In an age where we are constantly being bombarded with images of what constitutes the ideal woman, more and more women appear to be taking such quests to the extreme. The increasingly younger ages swept up in this led to the 2011 Bailey Report, “Letting Children be Children”, which highlighted issues in relation to children being exposed to images that distort – very early on in life – their perceptions of themselves and the concept of beauty as a whole. Furthermore, a report published in 2013, highlighting the government’s “Body Confidence Campaign”, cited goals which include developing young girls’ aspirations, improving their resilience to the images they are subjected to in the media and talking to key high street retailers to get them to champion the issue of body confidence amongst other measures.

In many instances, depression, eating disorders, low self-esteem, self-loathing and sometimes suicide can all arise as a result of this bid to conform to what beauty, as projected by the world, demands. According to a 2013 research study carried out by King’s College London and the UCL Institute of Child Health, about 4,610 girls aged 15-19 and 336 boys aged 15-19 develop a new eating disorder in the UK every year. It appears that the twenty-first century young woman spends more time ‘striving to become’ beautiful, rather than simply ‘being’ beautiful. A redefinition of the concept of beauty has been attempted by the likes of Kristen and Bethany Baird, sister-founders of the website, [], which explores the concept of beauty as that which emanates from within and naturally is.

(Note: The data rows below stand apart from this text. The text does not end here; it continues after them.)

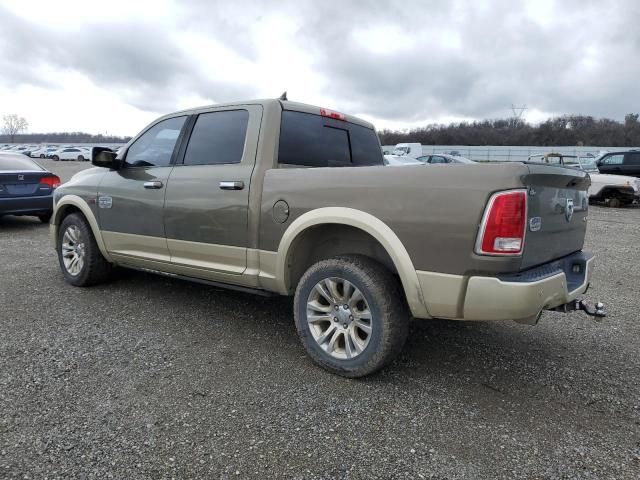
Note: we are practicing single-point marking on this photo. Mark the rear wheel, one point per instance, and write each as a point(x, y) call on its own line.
point(80, 259)
point(351, 315)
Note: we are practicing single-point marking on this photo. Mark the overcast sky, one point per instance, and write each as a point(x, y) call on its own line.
point(98, 66)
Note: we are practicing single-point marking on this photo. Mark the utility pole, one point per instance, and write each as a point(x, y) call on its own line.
point(518, 111)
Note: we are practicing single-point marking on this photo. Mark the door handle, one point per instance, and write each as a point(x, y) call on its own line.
point(153, 185)
point(237, 185)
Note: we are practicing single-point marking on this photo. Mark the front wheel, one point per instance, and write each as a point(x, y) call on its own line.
point(45, 217)
point(351, 315)
point(80, 259)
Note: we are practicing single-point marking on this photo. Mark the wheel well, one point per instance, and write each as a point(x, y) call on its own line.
point(67, 210)
point(329, 240)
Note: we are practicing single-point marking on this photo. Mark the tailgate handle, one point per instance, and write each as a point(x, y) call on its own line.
point(153, 185)
point(237, 185)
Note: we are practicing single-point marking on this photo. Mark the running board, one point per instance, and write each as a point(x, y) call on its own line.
point(226, 286)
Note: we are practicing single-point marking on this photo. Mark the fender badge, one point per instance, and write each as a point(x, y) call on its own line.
point(535, 224)
point(105, 202)
point(568, 211)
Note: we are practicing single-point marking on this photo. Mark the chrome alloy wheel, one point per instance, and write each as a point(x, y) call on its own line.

In other words, beauty is not in how straight we can get our hair to become or how much we can adjust our skin tone or stopping at nothing to be as thin as we can or losing those distinctive features that separate one woman from the next. Rather, beauty is the reality of who we are. Beauty is in the tight kinky Afro curls that stand upright, it is in the pale, freckled skin, it is in the generous body shape, it is in the mature woman’s lines and delicate wrinkles that show she has lived life. More than that, the essence of beauty transcends the typically superficial encapsulation of beauty. This is expressed in the words of Audrey Hepburn, “True beauty in a woman is reflected in her soul”. It’s the caring that she lovingly gives, the passion that she shows and the beauty of a woman only grows with passing years.

According to this more unconventional reformulation of beauty, there is space for imperfections, in fact, our imperfections are where true beauty curiously springs up from. This fixation with the hollow ideal of beauty, which the present generation of girls and young women appear to be falling prey to, remains a contentious aspect of our social discourse. What is clear, however, is that a new encapsulation of beauty, which shuns both convention and conformity, appears to be running alongside the societal ideal. How will tomorrow’s generation of women define beauty. According to what standards, if any, will beauty be measured against? Only time will tell.